Well isn’t that jolly?

Of course, as an experienced online seller, I know why Hermes deliver to neighbours, and I am sure the vast majority work out just fine. I have no particular complaint about Hermes or Parcel2Go.

I take stuff in for my neighbours, and they for me.

However, not everyone lives somewhere pleasant. Not everyone has nice neighbours.

Some people will have dishonest neighbours who will gleefully accept the free goods, sign with a squiggle and/or a fake name and deny all knowledge and have your stuff on eBay ten minutes later.

So I decided to delve into the legalities of this a little. More for future reference than anything else.

Here is what Which, the consumer rights outfit says about this:

Where do you stand if the delivery company leaves the item you ordered with a neighbour who then denies having it?

Whether you have any legal rights will depend on the delivery instructions you did or didn’t give at the time of purchase.

If you give instructions for your parcel to be left with a specific neighbour and the parcel is delivered to them, the seller is not responsible if something goes wrong.

If you agree more generally that your parcel can be left with a neighbour without specifying which one, then in practice you’ve said you are happy for anyone in close proximity to your home to accept delivery on your behalf.

Well, that seems fair enough but doesn’t cover our situation. But there is more.

If you’re parcel is left with a neighbour without giving instructions to do so, you can argue that the contract said the goods were to be delivered to the address specified, and that by leaving them at a different address the company is in breach of contract.

If you bought your goods online, you’re covered under the Consumer Contracts Regulations.

So, back to us (and you) and MyHermes for future reference.

Your customer by default will not have given permission for their purchase to be left at a random nearby house.

If the courier that you as a seller employ to deliver, leaves the parcel at a random nearby house, and occupants of said random nearby house do not give the parcel to your customer, it looks to me like this is the sellers responsibility.
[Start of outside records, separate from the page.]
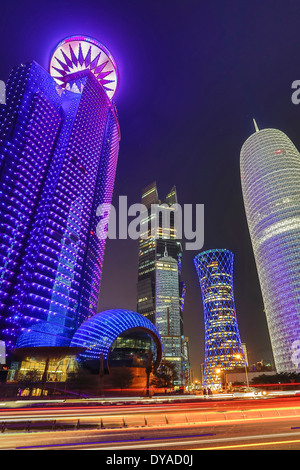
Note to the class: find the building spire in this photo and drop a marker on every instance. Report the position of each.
(255, 125)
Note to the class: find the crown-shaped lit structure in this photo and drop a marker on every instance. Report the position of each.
(75, 55)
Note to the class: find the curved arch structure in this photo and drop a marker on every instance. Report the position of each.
(98, 333)
(270, 174)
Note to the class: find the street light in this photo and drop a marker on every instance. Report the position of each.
(239, 356)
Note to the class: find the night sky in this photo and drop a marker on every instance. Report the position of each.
(193, 74)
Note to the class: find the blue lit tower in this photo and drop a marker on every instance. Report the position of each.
(270, 173)
(223, 347)
(58, 154)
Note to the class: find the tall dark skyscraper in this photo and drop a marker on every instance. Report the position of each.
(160, 288)
(58, 155)
(223, 346)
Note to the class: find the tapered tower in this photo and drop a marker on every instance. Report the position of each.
(223, 347)
(270, 176)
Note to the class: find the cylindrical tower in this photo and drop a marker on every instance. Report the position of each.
(223, 347)
(270, 174)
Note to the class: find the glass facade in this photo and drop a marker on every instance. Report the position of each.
(58, 155)
(99, 333)
(168, 317)
(160, 287)
(223, 347)
(270, 175)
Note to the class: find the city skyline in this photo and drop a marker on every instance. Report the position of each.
(189, 142)
(59, 150)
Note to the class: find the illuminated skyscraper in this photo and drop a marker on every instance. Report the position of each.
(223, 347)
(168, 315)
(58, 154)
(270, 174)
(160, 288)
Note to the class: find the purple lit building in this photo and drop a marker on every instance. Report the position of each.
(59, 142)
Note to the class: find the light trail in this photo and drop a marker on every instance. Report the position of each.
(177, 441)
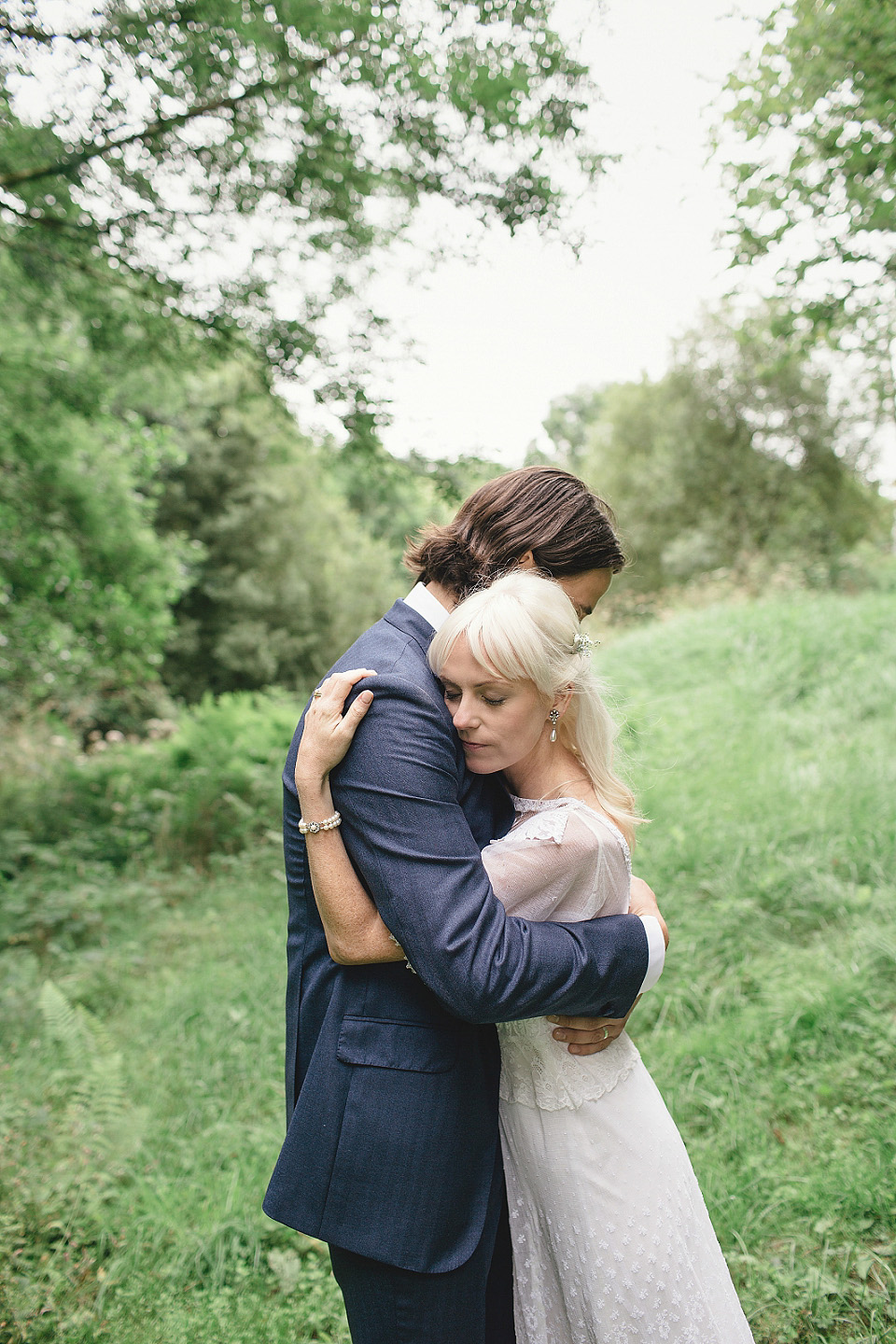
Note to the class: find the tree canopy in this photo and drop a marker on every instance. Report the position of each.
(213, 152)
(816, 187)
(735, 455)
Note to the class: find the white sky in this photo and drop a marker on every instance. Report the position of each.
(498, 338)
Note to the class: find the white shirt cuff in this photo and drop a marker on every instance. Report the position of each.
(656, 952)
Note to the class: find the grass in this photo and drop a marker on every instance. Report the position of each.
(140, 1129)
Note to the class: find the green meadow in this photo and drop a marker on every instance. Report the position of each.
(143, 972)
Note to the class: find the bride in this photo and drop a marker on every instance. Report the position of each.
(611, 1238)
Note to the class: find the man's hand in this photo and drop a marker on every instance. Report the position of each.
(589, 1035)
(642, 902)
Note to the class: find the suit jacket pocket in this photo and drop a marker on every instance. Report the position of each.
(379, 1043)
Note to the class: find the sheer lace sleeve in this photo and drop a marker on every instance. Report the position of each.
(560, 863)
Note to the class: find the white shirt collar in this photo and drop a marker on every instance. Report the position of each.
(422, 601)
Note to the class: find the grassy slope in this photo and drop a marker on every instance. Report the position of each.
(764, 749)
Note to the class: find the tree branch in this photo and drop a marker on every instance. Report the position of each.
(155, 129)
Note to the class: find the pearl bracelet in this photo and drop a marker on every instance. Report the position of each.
(311, 828)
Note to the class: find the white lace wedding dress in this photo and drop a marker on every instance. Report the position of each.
(611, 1238)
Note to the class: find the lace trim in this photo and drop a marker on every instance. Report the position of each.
(541, 806)
(538, 1071)
(543, 825)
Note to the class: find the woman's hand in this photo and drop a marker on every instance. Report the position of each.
(327, 733)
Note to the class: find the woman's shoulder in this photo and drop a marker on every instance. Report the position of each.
(565, 821)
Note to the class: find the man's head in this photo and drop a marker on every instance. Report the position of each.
(540, 516)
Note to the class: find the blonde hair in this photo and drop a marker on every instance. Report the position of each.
(525, 628)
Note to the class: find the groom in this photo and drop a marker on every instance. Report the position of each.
(391, 1151)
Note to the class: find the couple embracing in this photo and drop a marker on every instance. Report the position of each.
(458, 857)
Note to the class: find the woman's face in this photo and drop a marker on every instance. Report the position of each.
(498, 722)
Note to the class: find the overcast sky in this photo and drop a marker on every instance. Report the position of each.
(498, 336)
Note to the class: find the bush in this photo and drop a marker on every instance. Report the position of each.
(69, 819)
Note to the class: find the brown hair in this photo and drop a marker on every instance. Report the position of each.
(543, 510)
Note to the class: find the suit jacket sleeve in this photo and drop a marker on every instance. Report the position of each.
(410, 840)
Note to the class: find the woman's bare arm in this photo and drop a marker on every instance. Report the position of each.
(355, 931)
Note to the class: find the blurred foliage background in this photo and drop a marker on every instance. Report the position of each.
(187, 195)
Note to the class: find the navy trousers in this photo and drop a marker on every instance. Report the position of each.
(471, 1304)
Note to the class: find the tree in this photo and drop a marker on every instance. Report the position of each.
(85, 581)
(735, 454)
(216, 155)
(287, 576)
(814, 191)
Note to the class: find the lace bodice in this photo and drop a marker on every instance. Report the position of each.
(560, 861)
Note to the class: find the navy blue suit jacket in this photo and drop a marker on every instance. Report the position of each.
(392, 1077)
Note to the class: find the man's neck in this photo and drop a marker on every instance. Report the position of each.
(442, 595)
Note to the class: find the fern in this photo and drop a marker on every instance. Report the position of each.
(98, 1109)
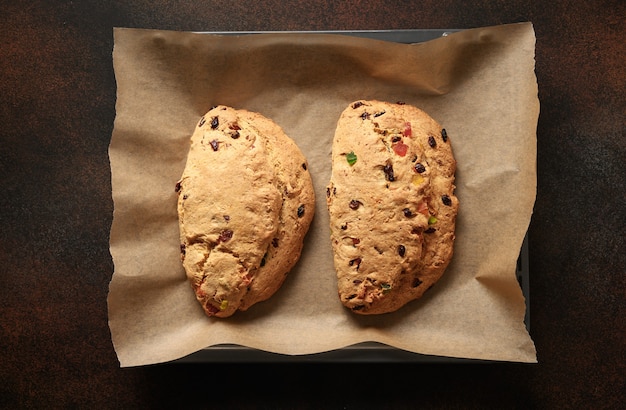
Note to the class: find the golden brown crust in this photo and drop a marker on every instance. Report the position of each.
(391, 203)
(245, 203)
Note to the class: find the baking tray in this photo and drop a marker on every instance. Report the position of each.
(369, 352)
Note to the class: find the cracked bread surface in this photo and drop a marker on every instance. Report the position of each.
(391, 203)
(245, 204)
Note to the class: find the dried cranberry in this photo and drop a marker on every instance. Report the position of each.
(432, 142)
(388, 170)
(354, 204)
(225, 235)
(419, 168)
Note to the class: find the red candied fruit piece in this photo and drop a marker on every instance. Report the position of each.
(408, 131)
(400, 148)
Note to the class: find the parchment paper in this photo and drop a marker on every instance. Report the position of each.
(479, 84)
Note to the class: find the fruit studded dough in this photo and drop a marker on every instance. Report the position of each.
(245, 203)
(391, 203)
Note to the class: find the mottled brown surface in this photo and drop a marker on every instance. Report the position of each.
(57, 89)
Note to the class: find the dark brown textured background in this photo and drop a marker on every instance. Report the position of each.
(57, 94)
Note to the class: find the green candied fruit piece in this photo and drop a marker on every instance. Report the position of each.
(351, 158)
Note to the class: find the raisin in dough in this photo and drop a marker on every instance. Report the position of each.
(391, 203)
(245, 203)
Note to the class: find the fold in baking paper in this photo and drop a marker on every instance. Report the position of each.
(479, 84)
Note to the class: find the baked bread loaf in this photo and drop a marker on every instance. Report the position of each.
(245, 203)
(391, 203)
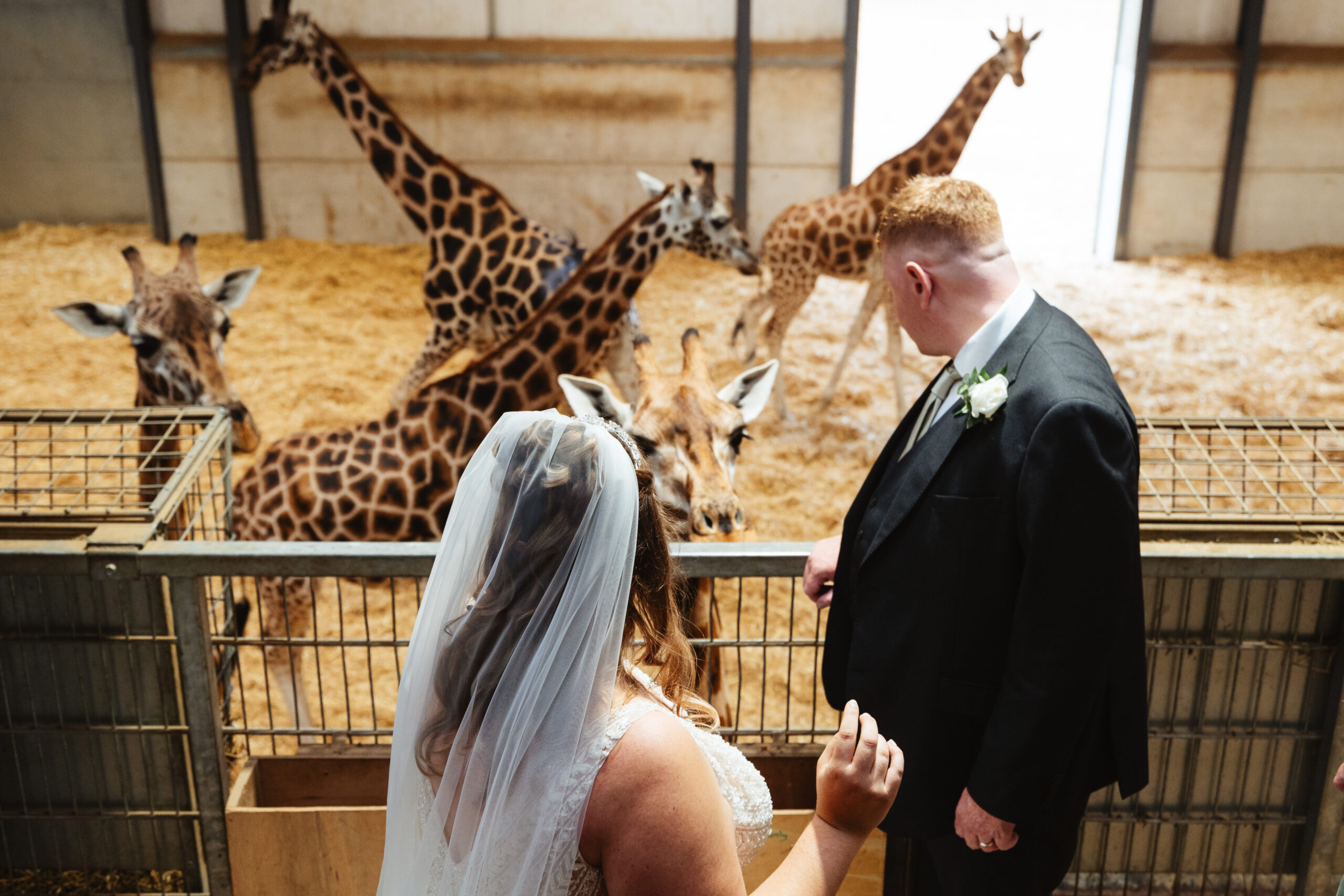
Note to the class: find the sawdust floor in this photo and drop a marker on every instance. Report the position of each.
(330, 328)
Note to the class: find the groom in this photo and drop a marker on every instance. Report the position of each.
(987, 604)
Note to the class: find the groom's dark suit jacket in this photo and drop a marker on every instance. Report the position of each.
(988, 601)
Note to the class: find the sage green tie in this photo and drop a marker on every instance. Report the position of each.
(942, 386)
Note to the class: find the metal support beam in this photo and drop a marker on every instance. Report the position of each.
(851, 78)
(1143, 50)
(201, 699)
(742, 112)
(140, 35)
(1247, 42)
(236, 44)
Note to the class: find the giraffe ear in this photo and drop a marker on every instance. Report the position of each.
(752, 390)
(93, 319)
(591, 397)
(232, 289)
(652, 186)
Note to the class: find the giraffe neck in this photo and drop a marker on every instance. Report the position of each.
(423, 182)
(572, 331)
(939, 151)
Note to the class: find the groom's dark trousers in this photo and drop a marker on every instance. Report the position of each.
(988, 613)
During the courier booking process, you will have ticked a random box agreeing to some terms and conditions nobody ever reads. I haven’t read them, and I am sure you haven’t. I have no intention of doing so and I bet you haven’t either.

But you can bet your bottom dollar that there is a term in there that absolves them of responsibility for this type of thing.

The Synopsis. 

As I said above, its obvious why couriers need to leave stuff with neighbours. And I have no particular complaint about MyHermes. All couriers sometimes get it wrong, so my thinking is you may as well use a cheap one, as even UPS smash stuff up and lose stuff too nowadays. Parcel2Go are a reasonable outfit to deal with as well. MyHermes are actually much better than they used to be FWIW.

But the take away is this: If you send something that matters, or is expensive, by the bog standard MyHermes service, and the local driver gives it to someone else, and for whatever reason the intended recipient doesn’t get it, you are liable.

If an eBay or Amazon sale, or transacted through Paypal, the tracking will show “delivered” so in the event of chargeback, seller protection should cover you. The platform will cough up to the buyer without debiting you most likely.

On your own site, unless using Nochex that cannot be charged back, you will pay for the loss or theft of the item.

However, as an honest seller, you don’t want your customer jumping through hoops and having to try to do chargebacks do you? That isn’t going to help your reputation at all. Your courier didn’t deliver it, so you have got to make good on that by sending another item by another service to an address the customer nominates where somebody actually will be.

The take away is this: When using MyHermes, KNOW that the driver can leave the item anywhere he likes. With any random neighbour, in a porch, shed, bin or wherever. So do not send anything expensive or that matters with the basic service.

As it goes, this time, our customer eventually got her stuff, so all was well. But it has made me think twice about sending more expensive stuff with Hermes.